Advanced Computer Architecture Supervision 2

Exercises

Why would it be difficult to build and exploit a superscalar processor that fetched and issued 16 instructions per clock cycle?

The out-of-order execution of ALU instructions in a superscalar processor is only constrained by the availability of functional units and true data dependencies. Why must the out-of-order execution of memory instructions (e.g. load and store instructions) be constrained further?

Some VLIW processors contain additional hardware to permit memory reference speculation.
1. What optimisations does memory reference speculation permit?
2. Briefly describe the additional hardware required to support this type of speculation

Why might it be possible to achieve better performance with software pipelining than with loop unrolling when using a VLIW machine?

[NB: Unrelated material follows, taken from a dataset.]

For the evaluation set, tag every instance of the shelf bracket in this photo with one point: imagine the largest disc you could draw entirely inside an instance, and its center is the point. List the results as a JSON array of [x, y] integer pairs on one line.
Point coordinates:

Case study: compare and contrast an "old" (pre-2000) and a "modern" high-performance processor of your choice. Make notes on anything you have covered in the two Computer Architecture courses: number of transistors, branch predictor, caches, pipeline depth, support for out-of-order execution, instruction set(s), parallelism, etc.

Here are some suggestions to get you started. Note that much of the requested information is not published by the manufacturers, so you might need to dig deeper to find it out.
- Old: Alpha 21264, Intel Pentium 4, MIPS R10K
- Modern: AMD Zen 2, Apple M1/A14, Intel Alder Lake, RISC-V BOOM (unusual: AMD Bulldozer)
Please spend 90 minutes to 2 hours on this.